In his autobiography, he advocates a liberal economy and a free world. Yet, he is constantly erasing the already thin boundaries of morality in politics and statecraft whenever he deems it necessary and very often so.
India’s Father of the Nation, Mahatma Gandhi, when questioned about whether non-violence as a form of protest could ensure that no people die in violence, replied that the least number of people would die if we adopt non-violent protest when compared to other violent methods. Benjamin Netanyahu has never figured this out. He has constantly shown that he has strong reasons to believe otherwise. He believes that only fear and power could deter enemies from attacking Israel. He does not seem to have even a modicum of trust in a peace process, at least in the peace processes he and his predecessors were in at the time and now again.
Benjamin Netanyahu has always been an aggressive and effective communicator in mass communication channels. When he used his US Congress speech as a platform to undermine the US policy regarding Iran in 2015, journalists called him audacious because he put at risk the pro-Israeli sentiment in the US and the friendship between the two countries. His justification for taking this huge risk was that the greatest danger the world faces is “the marriage of militant Islam with nuclear weapons”. US President Obama was infuriated by this speech, and so were the Democrats, as the country was on the verge of concluding a nuclear deal with Iran.
Netanyahu became an early spokesperson for Israel on American television, first by himself and later in an official capacity. He became a TV star of the Jewish wing in America and soon became a diplomat formally appointed by Israel. One of his most significant assignments was as the Israeli ambassador to the UN. He presented Israel as the strongest ally the US could have in the Middle East.

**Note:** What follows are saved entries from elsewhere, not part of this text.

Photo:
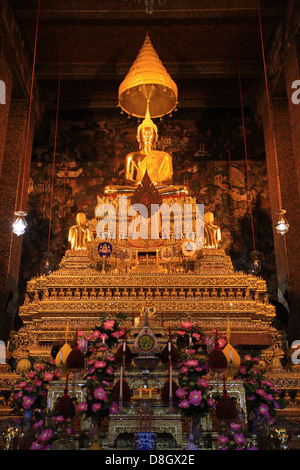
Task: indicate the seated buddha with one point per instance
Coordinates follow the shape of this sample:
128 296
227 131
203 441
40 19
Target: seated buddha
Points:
79 234
158 164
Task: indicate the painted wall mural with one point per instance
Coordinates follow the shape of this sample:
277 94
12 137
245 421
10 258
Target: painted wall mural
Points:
208 155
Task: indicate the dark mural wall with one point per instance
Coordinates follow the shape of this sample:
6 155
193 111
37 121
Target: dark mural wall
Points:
208 153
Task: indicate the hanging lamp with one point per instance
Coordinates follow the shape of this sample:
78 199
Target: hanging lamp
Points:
255 261
19 224
282 226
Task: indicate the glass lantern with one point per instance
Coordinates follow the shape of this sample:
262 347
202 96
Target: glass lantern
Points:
282 225
255 262
46 265
19 225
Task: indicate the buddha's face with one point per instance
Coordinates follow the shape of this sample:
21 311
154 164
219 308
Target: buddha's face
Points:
147 136
81 218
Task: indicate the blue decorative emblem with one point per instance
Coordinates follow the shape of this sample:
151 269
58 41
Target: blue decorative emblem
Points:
104 249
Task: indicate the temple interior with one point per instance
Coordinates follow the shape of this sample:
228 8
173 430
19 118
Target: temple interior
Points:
149 209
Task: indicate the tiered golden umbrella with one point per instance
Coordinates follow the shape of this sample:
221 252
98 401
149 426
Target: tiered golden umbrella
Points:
148 86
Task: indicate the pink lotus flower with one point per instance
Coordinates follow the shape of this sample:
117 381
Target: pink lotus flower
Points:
239 439
251 398
100 364
221 342
203 382
109 370
180 392
36 446
263 409
82 406
192 363
117 334
187 325
223 439
184 403
31 374
100 393
114 408
211 402
108 325
96 406
38 424
268 397
58 419
45 435
195 397
28 402
181 333
47 376
22 384
235 426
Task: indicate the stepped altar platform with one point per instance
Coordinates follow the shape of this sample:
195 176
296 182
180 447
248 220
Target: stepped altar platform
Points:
210 294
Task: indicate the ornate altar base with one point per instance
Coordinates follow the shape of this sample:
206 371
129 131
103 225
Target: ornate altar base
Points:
163 423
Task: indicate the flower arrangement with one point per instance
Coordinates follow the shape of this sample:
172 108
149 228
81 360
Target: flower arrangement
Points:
107 334
193 391
31 391
234 437
260 391
98 384
189 336
47 433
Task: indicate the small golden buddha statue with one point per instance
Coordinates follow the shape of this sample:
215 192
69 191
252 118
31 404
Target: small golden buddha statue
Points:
79 235
157 163
212 233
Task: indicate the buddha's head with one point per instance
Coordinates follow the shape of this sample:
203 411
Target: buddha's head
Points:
81 218
147 133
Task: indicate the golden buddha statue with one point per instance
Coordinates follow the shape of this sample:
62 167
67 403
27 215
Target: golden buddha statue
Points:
79 235
212 233
158 164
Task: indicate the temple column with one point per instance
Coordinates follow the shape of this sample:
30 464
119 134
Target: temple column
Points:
292 74
5 95
283 183
10 194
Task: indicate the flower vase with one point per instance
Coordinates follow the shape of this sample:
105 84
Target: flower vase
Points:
94 429
28 413
196 427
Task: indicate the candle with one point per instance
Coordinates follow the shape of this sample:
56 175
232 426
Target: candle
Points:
121 383
170 383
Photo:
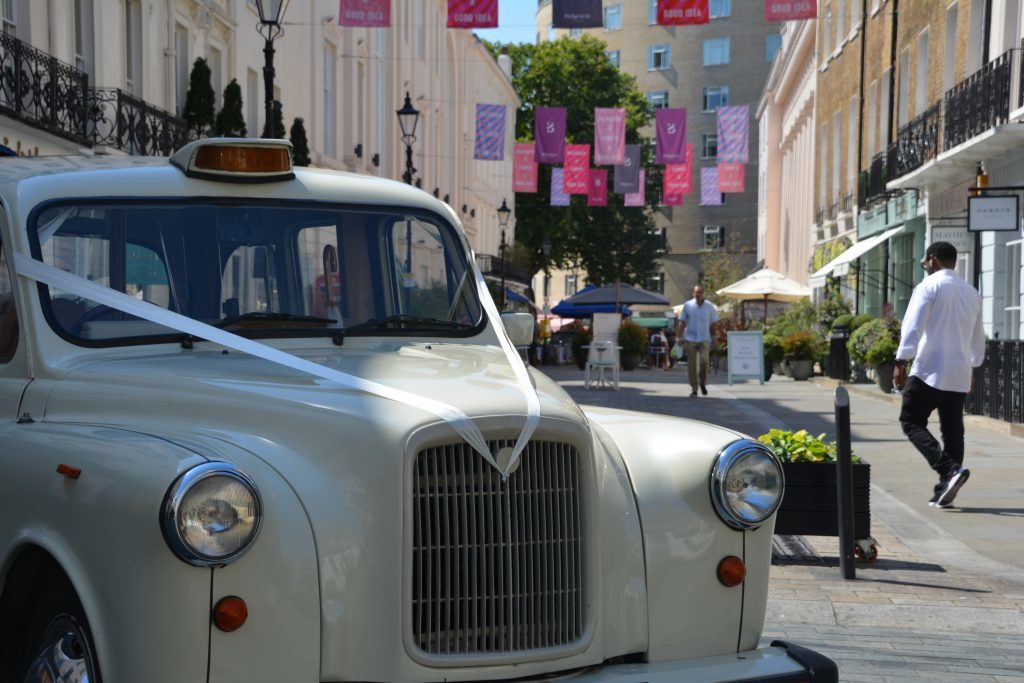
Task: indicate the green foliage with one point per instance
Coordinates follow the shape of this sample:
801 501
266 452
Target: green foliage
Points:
230 122
199 108
801 446
300 145
612 243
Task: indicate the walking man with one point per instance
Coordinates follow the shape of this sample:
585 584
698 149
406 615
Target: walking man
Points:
696 323
942 334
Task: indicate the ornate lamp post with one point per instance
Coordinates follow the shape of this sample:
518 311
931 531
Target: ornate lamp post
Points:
503 219
271 14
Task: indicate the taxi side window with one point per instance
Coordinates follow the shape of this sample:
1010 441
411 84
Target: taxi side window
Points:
8 314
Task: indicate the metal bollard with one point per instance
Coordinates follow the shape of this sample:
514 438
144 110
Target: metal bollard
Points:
844 484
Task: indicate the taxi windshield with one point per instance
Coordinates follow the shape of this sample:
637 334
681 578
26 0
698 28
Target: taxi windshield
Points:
257 269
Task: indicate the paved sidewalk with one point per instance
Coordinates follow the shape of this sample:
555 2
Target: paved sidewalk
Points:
945 599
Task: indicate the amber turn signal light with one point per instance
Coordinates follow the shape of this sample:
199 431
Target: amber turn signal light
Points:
731 570
229 613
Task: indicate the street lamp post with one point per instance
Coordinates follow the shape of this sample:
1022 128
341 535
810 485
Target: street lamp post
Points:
503 219
271 14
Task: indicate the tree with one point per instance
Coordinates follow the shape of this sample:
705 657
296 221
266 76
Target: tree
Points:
611 243
229 122
199 108
300 145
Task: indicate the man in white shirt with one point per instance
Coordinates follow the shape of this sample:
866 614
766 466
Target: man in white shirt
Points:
942 333
696 322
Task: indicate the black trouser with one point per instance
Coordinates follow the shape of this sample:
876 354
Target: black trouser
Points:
920 400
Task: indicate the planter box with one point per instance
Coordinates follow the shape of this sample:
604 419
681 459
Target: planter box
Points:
810 504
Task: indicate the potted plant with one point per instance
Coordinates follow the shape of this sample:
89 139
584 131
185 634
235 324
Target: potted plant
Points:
811 502
633 340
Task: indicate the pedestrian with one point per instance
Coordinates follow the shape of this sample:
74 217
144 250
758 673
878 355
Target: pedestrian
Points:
697 322
942 334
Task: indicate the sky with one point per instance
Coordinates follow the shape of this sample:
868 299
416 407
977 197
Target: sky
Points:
516 23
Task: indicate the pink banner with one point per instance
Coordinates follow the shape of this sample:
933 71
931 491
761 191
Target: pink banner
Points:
639 198
609 136
598 195
682 12
472 13
784 10
730 177
367 13
523 168
578 169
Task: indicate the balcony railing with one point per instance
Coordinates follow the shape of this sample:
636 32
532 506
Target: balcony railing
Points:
42 91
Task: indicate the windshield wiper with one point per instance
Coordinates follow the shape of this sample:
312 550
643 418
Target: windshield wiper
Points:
409 323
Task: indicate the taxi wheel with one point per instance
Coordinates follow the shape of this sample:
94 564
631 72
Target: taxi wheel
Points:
61 645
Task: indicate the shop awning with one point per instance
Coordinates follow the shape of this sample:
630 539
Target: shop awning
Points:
841 264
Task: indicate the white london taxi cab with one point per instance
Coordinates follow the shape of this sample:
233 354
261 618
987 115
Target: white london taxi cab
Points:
265 424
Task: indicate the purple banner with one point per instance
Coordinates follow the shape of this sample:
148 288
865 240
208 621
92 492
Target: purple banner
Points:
671 140
549 133
577 14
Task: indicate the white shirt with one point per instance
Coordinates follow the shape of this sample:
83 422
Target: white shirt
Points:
698 321
942 332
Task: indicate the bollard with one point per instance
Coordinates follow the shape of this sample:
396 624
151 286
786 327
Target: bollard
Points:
844 484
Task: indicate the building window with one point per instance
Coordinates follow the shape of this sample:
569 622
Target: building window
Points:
658 57
613 17
657 99
715 96
716 51
709 145
714 238
720 8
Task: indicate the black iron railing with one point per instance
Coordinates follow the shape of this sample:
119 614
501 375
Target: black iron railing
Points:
120 120
916 142
998 384
980 101
42 91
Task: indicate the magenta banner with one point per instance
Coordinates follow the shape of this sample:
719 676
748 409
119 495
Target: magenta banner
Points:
598 195
549 133
367 13
472 13
671 139
609 136
638 198
682 12
578 169
784 10
523 168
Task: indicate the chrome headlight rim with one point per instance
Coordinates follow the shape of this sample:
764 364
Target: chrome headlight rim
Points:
172 503
724 462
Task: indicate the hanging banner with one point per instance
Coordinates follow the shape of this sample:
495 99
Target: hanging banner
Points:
577 14
598 195
523 168
578 169
489 132
638 198
730 178
682 12
710 196
558 195
671 137
549 131
366 13
472 13
784 10
609 136
733 134
628 173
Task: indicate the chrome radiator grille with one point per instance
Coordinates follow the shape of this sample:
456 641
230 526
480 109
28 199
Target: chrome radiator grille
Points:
497 565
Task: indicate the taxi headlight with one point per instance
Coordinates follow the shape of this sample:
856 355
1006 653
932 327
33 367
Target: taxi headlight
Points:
747 484
211 514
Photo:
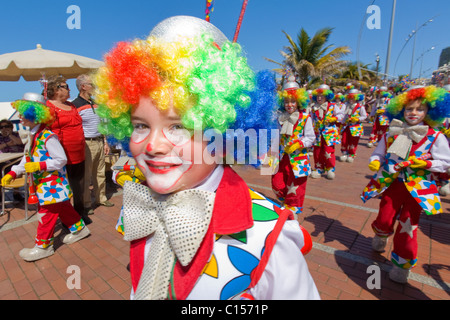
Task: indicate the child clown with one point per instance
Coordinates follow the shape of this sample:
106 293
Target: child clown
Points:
352 128
196 230
408 189
324 118
296 135
47 167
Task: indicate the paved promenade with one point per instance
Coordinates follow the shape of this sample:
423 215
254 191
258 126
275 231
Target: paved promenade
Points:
340 262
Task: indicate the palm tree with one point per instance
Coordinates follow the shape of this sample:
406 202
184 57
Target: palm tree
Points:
310 58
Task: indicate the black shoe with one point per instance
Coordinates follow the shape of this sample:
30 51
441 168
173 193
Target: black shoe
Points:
86 219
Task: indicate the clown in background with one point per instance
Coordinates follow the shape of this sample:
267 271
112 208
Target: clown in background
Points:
180 100
296 135
352 130
47 166
404 161
339 107
324 118
381 121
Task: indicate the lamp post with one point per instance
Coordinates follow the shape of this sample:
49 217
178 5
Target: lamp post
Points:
410 36
421 58
378 65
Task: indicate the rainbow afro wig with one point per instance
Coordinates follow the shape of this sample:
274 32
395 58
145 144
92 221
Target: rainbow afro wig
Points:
34 111
339 97
207 82
436 99
323 90
299 94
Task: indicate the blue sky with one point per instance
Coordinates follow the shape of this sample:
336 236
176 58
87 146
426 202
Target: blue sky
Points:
26 23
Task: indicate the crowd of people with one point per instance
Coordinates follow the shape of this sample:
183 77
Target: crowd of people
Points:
196 230
65 155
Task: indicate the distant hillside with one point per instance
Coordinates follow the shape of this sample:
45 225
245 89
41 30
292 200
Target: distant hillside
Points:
444 57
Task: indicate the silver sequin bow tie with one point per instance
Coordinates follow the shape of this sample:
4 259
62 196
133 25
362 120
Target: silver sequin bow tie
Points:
178 223
406 135
321 108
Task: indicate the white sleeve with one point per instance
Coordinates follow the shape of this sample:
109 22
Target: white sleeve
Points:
339 113
19 169
57 154
374 109
308 136
286 276
380 151
440 152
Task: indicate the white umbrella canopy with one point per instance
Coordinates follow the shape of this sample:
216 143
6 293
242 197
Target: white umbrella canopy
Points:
33 65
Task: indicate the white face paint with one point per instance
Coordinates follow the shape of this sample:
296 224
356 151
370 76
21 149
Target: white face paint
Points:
415 112
164 150
290 105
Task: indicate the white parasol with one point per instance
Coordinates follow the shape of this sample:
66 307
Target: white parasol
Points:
39 63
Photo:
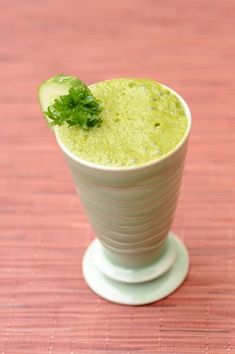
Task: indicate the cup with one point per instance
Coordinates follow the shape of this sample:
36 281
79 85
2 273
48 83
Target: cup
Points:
135 259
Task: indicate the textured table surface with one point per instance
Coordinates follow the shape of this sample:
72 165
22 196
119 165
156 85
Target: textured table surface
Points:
45 305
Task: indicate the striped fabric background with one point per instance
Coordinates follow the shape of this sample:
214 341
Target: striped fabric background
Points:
45 305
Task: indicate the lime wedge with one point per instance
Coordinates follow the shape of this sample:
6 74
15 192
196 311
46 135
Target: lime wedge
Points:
53 88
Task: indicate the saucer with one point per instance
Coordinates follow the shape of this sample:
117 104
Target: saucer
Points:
134 290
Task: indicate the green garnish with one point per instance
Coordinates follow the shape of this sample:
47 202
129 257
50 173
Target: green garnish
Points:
79 106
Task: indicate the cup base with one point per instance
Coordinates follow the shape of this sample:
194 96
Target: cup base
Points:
135 287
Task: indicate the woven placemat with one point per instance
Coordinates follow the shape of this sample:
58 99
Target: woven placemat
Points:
45 305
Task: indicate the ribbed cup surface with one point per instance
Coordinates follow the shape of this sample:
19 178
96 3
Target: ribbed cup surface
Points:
131 209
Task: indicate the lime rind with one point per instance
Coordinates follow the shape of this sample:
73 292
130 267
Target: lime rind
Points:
52 89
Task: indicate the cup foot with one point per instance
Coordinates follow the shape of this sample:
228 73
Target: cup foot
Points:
134 289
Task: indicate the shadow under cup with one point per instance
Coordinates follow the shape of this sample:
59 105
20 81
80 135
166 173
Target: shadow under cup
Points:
131 208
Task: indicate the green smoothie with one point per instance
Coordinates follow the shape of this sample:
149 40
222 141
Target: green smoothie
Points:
141 121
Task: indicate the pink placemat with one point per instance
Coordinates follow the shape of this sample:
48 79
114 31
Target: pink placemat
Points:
45 305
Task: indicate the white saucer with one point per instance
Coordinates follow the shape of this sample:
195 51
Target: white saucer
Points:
137 293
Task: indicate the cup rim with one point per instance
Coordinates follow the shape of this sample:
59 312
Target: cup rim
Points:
98 167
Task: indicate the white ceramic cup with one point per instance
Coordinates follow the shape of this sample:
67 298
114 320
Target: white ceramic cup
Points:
131 208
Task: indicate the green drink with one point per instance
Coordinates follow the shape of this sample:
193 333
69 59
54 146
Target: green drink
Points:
125 141
142 121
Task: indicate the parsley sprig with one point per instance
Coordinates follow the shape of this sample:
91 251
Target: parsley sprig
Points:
79 106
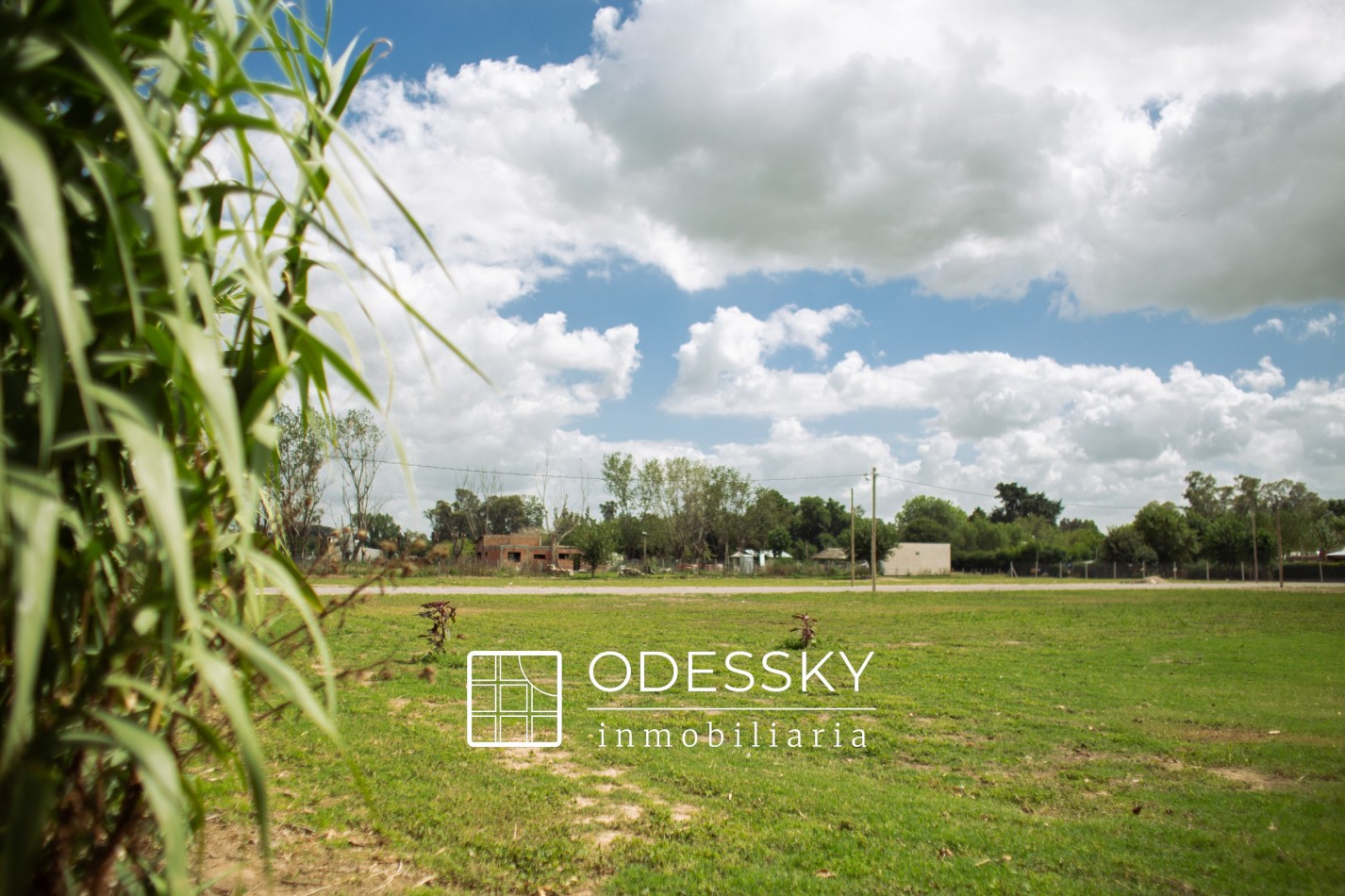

A prominent leader of Israel for half a century, he began his political career when he resigned as Israel's ambassador to the UN and returned to Israel. Since then, he occupied the prime ministership in Israel for many terms. One must also remember that it was the people of Israel who chose him to lead them, and he is not a dictator but a democratically elected leader. In the perpetual situation of war, many an Israeli leader has chosen the easy path of dictatorship over being a democratic leader once they reach the top political position. Benjamin Netanyahu tops the list.
When the October 7 attacks happened, his public approval was at its lowest. However, when it became clear that war was the only option from an Israeli perspective, the political leadership of Israel entrusted Netanyahu with leading the nation at war; an intriguing aspect of Israeli reality to peruse. Whether we like it or not, Netanyahu has a public mandate that many political analysts underestimate, a mandate consolidated by the insecurities that a history of conflict imparted in the Israeli minds.
One must acknowledge that Benjamin Netanyahu was one of the Israeli leaders instrumental in ensuring Israel’s economic, technological, and military growth and success among world nations. He is leading Israel in this war with an iron grip and unrelenting resolve. Netanyahu is a strong leader, but he is not as well-analysed as Donald Trump, Putin, or Modi by the likes of Archie Brown, who wrote the world-renowned book The Myth of the Strong Leader. The life and decisions of Benjamin Netanyahu are complex and worth investigating for any political student and researcher of international conflict and the Middle East. Though too speculative a thought and lacking any usefulness in an immediate context, what if another man, another leader, were in Netanyahu’s shoes? Would it have brought peace to the region with less bloodshed and loss?
References
'Bibi: My Story' by Benjamin Netanyahu, 2023
'Netanyahu at WAR', Frontline PBS, Vimeo.